Remix.run Logo
NoahZuniga 2 days ago

O(2n) doesn't exist. The whole point of big O is that you ignore such "trivial" things as what factor comes before the n

moron4hire 2 days ago | parent [-]

Did I not say that?

haskellshill 2 days ago | parent | next [-]

>we end up performing two loops instead of one, all because sticking three operations in one statement is "yucky"

You seem to believe that "O(2n)"

  for value in range(1, n + 1):
    result ^= value
  for value in A:
    result ^= value
is slower than "O(n2)"

  for value in range(1, n + 1):
    result ^= value
    result ^= A[value-1]
simply because the latter has one "for loop" less. Am I misunderstanding you, or if not, why would this matter for speed?
a_t48 2 days ago | parent | next [-]

Unless both loops get unrolled it's ever so slightly slower due to having to check for the end value twice. Plus potentially a cache hit at the start of the second loop.

codebje 2 days ago | parent | prev | next [-]

None of this is as straightforward as it seems.

A "for" loop in Python isn't particularly cheap. It compiles to some static overhead to set up the iterator, then each loop iteration compiles to the "FOR_ITER" opcode, a "STORE_FAST" opcode to assign the iteration value to a variable, and the body of the loop.

"FOR_ITER" calls the "__next__()" method of the iterator (which is on top of the interpreter object stack), catches the StopIteration exception to know when to terminate the loop (by jumping past the loop body), and stores the iterator value to the top of the stack. What "__next__()" does is totally opaque - we don't know what kind of object A is - but since we've added the overhead of a function call already it wouldn't matter if it was a super tight bit of machine code, we're already paying a (relatively) hefty runtime cost.

A particularly bad implementation of "__next__()" for some custom iterable collection might be so stupid as to walk through the collection until it reaches the current index's item and returns that, so "for value in A" could in fact be O(n^2).

Plus, "result ^= A[value-1]" is substantially more work than "result ^= value", so even just on the loop bodies the two examples aren't very similar at all.

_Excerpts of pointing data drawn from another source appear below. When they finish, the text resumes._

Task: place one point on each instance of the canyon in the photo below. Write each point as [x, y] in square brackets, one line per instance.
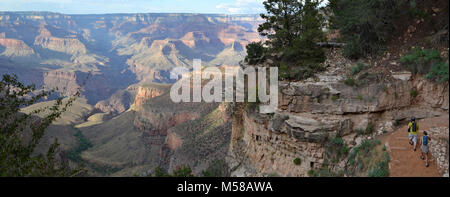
[122, 62]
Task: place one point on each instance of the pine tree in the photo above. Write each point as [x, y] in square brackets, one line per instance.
[293, 28]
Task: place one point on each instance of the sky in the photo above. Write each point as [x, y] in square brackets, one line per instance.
[135, 6]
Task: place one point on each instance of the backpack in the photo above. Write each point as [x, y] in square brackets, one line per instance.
[414, 127]
[425, 140]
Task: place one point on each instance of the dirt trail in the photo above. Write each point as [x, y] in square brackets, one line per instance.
[404, 161]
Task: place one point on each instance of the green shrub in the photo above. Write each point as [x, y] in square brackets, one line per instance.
[427, 61]
[83, 144]
[415, 12]
[183, 171]
[359, 131]
[350, 82]
[255, 53]
[439, 72]
[364, 25]
[414, 93]
[159, 172]
[334, 98]
[356, 69]
[335, 150]
[311, 173]
[369, 129]
[360, 97]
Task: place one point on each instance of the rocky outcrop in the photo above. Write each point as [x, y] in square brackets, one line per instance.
[314, 111]
[15, 48]
[148, 92]
[68, 45]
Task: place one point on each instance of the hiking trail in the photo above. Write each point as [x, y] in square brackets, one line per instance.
[404, 161]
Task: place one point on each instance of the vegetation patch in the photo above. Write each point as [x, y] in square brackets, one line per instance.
[83, 144]
[414, 93]
[428, 62]
[356, 69]
[364, 25]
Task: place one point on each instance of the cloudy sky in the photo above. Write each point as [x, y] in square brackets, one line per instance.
[135, 6]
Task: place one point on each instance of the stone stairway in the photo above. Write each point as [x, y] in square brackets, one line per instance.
[404, 161]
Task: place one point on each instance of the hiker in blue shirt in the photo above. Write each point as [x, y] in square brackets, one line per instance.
[425, 147]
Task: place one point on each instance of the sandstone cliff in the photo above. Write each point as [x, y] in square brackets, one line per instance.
[314, 111]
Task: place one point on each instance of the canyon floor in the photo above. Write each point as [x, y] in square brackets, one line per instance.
[404, 161]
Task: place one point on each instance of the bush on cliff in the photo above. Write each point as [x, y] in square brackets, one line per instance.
[428, 62]
[293, 29]
[364, 25]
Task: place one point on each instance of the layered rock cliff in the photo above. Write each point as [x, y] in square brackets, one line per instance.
[314, 111]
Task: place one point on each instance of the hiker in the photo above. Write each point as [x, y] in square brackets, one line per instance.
[425, 147]
[413, 128]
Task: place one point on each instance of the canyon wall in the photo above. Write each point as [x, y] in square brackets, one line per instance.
[314, 111]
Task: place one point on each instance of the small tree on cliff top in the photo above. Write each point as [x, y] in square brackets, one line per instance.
[293, 28]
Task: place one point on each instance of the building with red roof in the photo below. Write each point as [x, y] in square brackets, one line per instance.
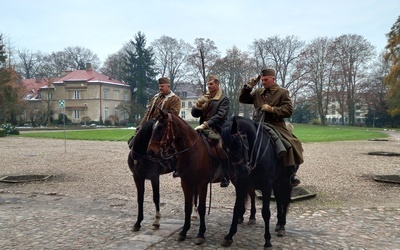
[87, 95]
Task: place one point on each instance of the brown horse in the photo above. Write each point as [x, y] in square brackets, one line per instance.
[142, 168]
[195, 163]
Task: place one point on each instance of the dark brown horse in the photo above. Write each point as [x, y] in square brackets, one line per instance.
[144, 167]
[256, 165]
[195, 162]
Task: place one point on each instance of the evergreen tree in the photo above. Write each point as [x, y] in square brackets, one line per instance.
[392, 80]
[3, 56]
[139, 71]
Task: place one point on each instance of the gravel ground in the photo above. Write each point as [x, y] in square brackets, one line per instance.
[340, 173]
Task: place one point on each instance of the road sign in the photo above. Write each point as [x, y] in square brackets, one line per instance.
[62, 104]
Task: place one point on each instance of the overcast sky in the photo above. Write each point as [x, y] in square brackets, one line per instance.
[104, 26]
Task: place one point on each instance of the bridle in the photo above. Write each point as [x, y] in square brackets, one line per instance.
[167, 150]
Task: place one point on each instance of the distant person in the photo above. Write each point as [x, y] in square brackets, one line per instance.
[275, 102]
[212, 108]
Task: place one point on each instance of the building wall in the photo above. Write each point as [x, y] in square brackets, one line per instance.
[95, 100]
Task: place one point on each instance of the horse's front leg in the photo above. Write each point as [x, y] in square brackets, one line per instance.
[283, 195]
[155, 183]
[266, 214]
[200, 239]
[188, 193]
[139, 182]
[238, 211]
[252, 218]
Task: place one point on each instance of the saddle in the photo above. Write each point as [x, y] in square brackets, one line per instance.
[214, 144]
[281, 144]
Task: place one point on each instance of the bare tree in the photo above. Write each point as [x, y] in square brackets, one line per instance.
[78, 57]
[203, 56]
[28, 63]
[317, 61]
[170, 57]
[114, 66]
[282, 54]
[352, 54]
[233, 70]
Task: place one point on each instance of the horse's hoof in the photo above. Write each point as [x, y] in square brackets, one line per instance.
[199, 241]
[251, 222]
[226, 243]
[281, 233]
[181, 238]
[268, 247]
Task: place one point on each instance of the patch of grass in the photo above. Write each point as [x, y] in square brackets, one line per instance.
[315, 133]
[306, 133]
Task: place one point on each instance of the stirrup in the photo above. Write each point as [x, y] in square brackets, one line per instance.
[224, 182]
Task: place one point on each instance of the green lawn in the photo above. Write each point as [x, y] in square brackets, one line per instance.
[116, 134]
[306, 133]
[314, 133]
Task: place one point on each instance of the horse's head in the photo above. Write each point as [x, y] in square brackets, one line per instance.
[161, 136]
[142, 137]
[235, 142]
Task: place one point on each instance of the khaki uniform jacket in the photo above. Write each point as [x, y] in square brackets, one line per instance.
[214, 112]
[170, 102]
[279, 99]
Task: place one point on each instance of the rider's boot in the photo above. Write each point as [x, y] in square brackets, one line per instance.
[225, 170]
[294, 181]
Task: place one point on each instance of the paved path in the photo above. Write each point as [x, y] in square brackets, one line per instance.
[30, 221]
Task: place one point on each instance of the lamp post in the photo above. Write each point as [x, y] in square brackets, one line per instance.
[84, 117]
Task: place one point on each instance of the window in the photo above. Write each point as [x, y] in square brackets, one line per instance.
[106, 113]
[76, 94]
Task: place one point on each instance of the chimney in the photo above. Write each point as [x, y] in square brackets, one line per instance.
[89, 66]
[65, 72]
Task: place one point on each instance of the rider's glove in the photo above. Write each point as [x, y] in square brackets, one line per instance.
[202, 126]
[202, 100]
[266, 107]
[253, 81]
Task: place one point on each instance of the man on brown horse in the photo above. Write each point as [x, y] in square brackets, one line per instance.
[213, 108]
[165, 99]
[276, 105]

Evaluating "A[value-1]" may wind up calling a "__getitem__()" method on A.

If A is, say, a linked list or binary tree, iterating it is very cheap but indexing it is O(n), so the second loop might be O(n^2) where the first is O(n).

So maybe we be a bit more Pythonic, and do:

    for i, value in enumerate(A)
        result ^= i
        result ^= value
One loop, no indexing of A! But we've not actually saved anything: the __next__() method of enumerate's iterator will increment its index then call the __next__() method of A's iterator, (approximately) the same work as if we'd done two FOR_ITER, one for an index and one for A.

Why would this matter for speed? I don't know. Unless 'n' is pretty big a human won't even notice the execution time of any of this code.

moron4hire 2 days ago | parent | prev [-]

Even assuming python's foreach loop in these cases get optimized down to a very bare for loop, the operations being performed are dominated by the looping logic itself, because the loop body is so simple.

Each iteration of a for loop performs one index update and one termination comparison. For a simple body that is just an XOR, that's the difference between performing 5 operations (update, exit check, read array, XOR with value, XOR with index) per N elements in the one loop case versus 7 operations (update, exit, read array, XOR with value, then update, exit, XOR with index) in the two loop case. So we're looking at a 29% savings in operations.

It gets worse if the looping structure does not optimize to a raw, most basic for loop and instead constructs some kind of lazy collection iterator generalized for all kinds of collections it could iterate over.

The smaller the loop body, the higher the gains from optimizing the looping construct itself.

codebje 2 days ago | parent | prev | next [-]

You did, but it might not be an effective strategy to mention asymptotic complexity to help forward your argument that one linear implementation is faster than another.

Whether it's a win in Python to use one or two loops isn't so clear, as a lot is hidden behind complex opcodes and opaque iterator implementations. Imperative testing might help, but a new interpreter version could change your results.

In any case, if we want to nitpick over performance we should be insisting on a parallel implementation to take advantage of the gobs of cores CPUs now have, but now we're on a micro-optimisation crusade and are ignoring the whole point of the article.

iainmerrick a day ago | parent | prev [-]

You said the code from the article is O(2n) when it could be O(n), but those are the same thing.